Diese Zahl sei allerdings mit Vorsicht zu interpretieren. Denn zur
Gruppe der Vermögensärmsten gehören auch beispielsweise skandinavische
Immobilienbesitzer, die für ihr Haus einen hohen Kredit aufgenommen
haben und daher abzüglich Schulden nur über ein kleines Vermögen
verfügen. „Ein glücklicher Hausbesitzer in Dänemark sollte nicht mit
einem mittellosen Tagelöhner in Indien verwechselt werden.“ Zu den
Ländern mit extrem ungleicher Vermögensverteilung zählt die Allianz
nicht nur die „üblichen Verdächtigen“ USA, Südafrika, Indonesien oder
Großbritannien, sondern auch Deutschland.
2017
dürfte das letzte Jahr der Post-Krisen beziehungsweise
Prä-Populismus-Ära gewesen sein.
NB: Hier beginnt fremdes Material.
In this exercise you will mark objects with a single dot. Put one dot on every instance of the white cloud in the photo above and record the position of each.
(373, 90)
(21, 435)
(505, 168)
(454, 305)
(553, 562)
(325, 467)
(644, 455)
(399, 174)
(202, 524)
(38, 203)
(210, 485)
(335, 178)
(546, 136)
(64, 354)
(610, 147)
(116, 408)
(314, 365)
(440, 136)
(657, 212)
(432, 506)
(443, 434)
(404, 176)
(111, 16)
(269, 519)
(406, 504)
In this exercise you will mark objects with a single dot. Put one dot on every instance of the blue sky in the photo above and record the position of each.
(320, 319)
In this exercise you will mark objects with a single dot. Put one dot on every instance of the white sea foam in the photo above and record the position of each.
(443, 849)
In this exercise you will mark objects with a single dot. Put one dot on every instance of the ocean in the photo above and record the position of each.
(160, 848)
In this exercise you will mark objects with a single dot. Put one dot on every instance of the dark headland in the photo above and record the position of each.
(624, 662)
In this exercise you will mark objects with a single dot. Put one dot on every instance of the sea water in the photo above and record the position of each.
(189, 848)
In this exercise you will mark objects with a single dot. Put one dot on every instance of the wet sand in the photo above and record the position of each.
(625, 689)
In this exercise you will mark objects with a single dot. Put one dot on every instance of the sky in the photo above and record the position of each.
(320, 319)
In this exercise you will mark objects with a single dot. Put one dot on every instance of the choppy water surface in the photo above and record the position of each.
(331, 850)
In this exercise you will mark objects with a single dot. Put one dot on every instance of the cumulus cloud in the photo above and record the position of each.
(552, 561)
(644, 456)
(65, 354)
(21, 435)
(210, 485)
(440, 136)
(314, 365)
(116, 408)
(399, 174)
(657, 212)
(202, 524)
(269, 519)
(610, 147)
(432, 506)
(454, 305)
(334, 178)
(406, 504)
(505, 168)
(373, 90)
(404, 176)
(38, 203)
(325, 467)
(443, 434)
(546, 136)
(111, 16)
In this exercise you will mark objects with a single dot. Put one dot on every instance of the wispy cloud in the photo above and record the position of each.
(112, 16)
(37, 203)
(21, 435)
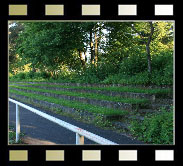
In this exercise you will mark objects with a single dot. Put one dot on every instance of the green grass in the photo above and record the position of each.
(87, 95)
(112, 88)
(72, 104)
(12, 136)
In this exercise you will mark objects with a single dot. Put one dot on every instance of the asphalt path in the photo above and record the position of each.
(37, 127)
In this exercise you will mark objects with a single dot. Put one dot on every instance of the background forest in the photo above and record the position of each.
(138, 53)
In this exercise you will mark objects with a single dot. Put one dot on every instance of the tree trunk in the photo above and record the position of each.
(148, 48)
(91, 47)
(81, 58)
(96, 49)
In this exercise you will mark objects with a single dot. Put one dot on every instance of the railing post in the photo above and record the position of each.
(17, 123)
(79, 139)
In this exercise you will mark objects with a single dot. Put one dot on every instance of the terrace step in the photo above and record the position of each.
(103, 103)
(147, 111)
(150, 97)
(121, 125)
(72, 111)
(93, 84)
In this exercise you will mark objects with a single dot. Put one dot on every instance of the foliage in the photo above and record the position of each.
(156, 129)
(54, 52)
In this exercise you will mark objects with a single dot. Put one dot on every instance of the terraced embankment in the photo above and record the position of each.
(117, 105)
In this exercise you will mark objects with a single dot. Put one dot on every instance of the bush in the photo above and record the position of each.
(133, 65)
(156, 128)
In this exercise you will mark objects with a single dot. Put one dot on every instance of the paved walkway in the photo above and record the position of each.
(43, 131)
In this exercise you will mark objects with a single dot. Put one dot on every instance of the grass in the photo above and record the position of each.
(86, 95)
(112, 88)
(12, 136)
(72, 104)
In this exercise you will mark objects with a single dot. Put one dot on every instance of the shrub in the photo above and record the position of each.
(133, 65)
(156, 128)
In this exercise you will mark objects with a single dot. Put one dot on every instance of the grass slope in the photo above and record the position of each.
(86, 95)
(72, 104)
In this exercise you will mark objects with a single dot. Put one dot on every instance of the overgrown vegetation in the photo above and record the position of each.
(133, 57)
(12, 136)
(87, 95)
(156, 128)
(72, 104)
(92, 52)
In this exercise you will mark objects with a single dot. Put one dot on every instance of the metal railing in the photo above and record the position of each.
(80, 133)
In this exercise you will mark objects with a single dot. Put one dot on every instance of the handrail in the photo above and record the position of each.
(80, 133)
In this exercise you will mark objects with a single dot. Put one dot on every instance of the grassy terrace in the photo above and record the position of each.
(72, 104)
(86, 95)
(111, 88)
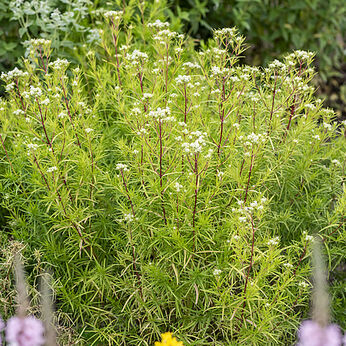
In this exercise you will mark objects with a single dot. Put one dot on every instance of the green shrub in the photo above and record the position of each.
(170, 189)
(65, 22)
(275, 27)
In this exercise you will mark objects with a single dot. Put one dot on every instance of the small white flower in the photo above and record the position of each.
(128, 217)
(183, 79)
(273, 241)
(45, 102)
(178, 186)
(220, 174)
(217, 272)
(303, 284)
(121, 166)
(52, 169)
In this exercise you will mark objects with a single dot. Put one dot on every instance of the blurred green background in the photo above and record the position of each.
(271, 27)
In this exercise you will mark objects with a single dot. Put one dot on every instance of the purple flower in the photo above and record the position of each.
(312, 334)
(26, 331)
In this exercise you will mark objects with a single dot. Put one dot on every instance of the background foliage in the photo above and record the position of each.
(98, 291)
Wir stehen am Beginn einer neuen
(Un-)Ordnung.
Reichtumsbericht
Insgesamt werde die Welt zwar langsam gleicher, so die Allianz, in
vielen Ländern habe sich seit der Jahrtausendwende die
Vermögensverteilung verbessert. In vielen wurde sie aber auch
schlechter. Zu dieser Gruppe gehörten zahlreiche Industrieländer – von
den USA über die Euro-Krisen-Länder bis hin zu Deutschland und Japan.
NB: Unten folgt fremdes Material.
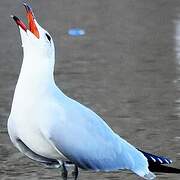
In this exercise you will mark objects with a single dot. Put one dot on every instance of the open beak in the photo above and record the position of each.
(31, 21)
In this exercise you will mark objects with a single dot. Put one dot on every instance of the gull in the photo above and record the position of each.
(53, 129)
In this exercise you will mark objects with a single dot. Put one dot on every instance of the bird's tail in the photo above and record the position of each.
(156, 163)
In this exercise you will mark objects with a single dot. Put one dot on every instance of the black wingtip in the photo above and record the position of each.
(162, 168)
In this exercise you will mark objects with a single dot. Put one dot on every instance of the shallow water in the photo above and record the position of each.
(126, 68)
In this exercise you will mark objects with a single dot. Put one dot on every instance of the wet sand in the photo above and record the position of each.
(126, 68)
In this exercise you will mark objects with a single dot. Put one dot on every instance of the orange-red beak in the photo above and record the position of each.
(31, 21)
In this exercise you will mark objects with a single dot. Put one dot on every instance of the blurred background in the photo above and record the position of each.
(126, 68)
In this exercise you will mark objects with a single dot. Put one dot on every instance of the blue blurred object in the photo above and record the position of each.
(76, 32)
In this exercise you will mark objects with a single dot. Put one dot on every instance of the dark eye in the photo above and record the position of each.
(48, 37)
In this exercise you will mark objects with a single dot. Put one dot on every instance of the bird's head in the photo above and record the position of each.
(35, 40)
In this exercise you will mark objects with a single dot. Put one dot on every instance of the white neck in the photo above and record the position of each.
(36, 76)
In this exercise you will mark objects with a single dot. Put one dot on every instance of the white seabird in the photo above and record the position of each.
(53, 129)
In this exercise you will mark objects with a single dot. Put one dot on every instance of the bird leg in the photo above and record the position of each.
(64, 172)
(75, 172)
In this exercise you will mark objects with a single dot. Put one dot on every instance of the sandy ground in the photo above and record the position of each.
(126, 68)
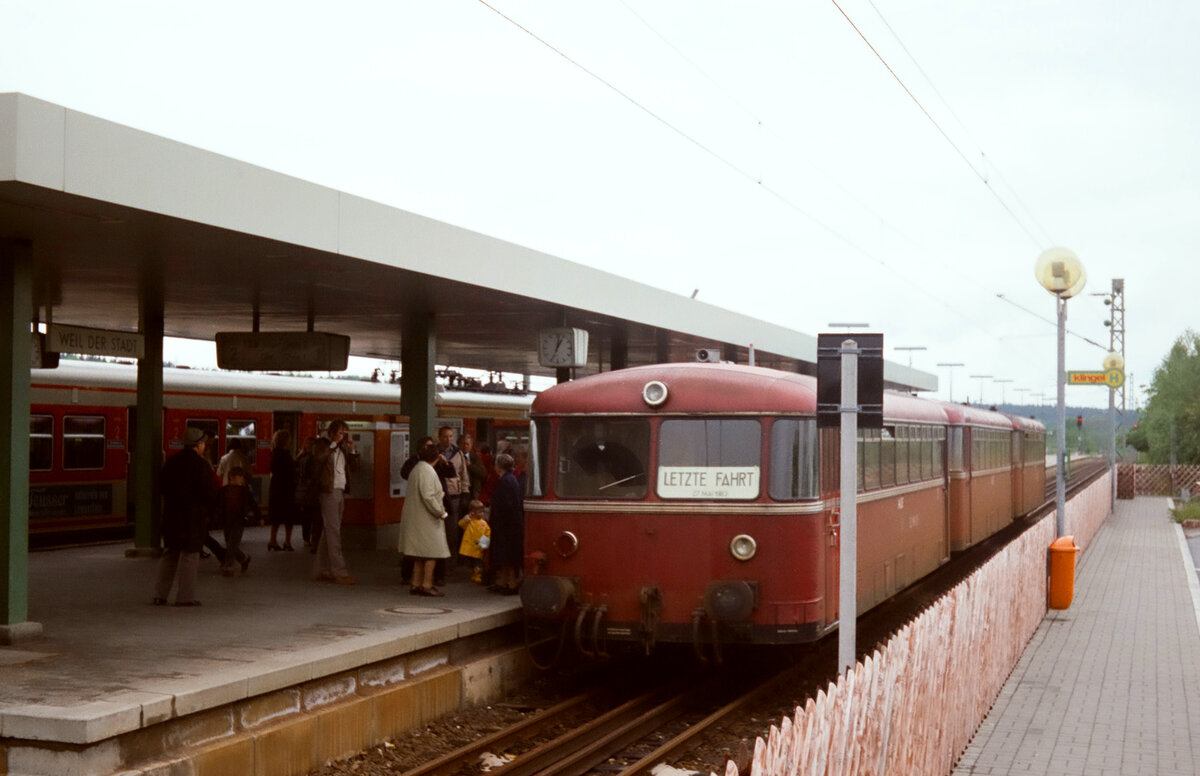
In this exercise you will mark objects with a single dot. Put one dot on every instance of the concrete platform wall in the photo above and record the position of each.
(912, 707)
(292, 731)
„Die Wahrnehmung, dass in den letzten Jahrzehnten vor allem die ‚alten‘
Industrieländer unter einer wachsenden Kluft zwischen Arm und Reich
leiden, scheint also in vielen Fällen durchaus der Realität zu
entsprechen“, schreiben die Allianz-Ökonomen.
Die Globalisierung hat der Welt laut Allianz einen nie dagewesenen
Reichtumszuwachs beschert. Inzwischen allerdings sei ein Zeitpunkt
erreicht, „an dem die Grundlagen dieses Wohlstands mehr denn je bedroht
sind“. Denn unter anderem die Ungleichheit schüre politischen Unmut, sie
sei ein Nährboden für Protektionismus und Populismus, klagen die
Ökonomen. Sie blicken pessimistisch nach vorne: „2017 dürfte das letzte
Jahr der Post-Krisen beziehungsweise Prä-Populismus-Ära gewesen sein.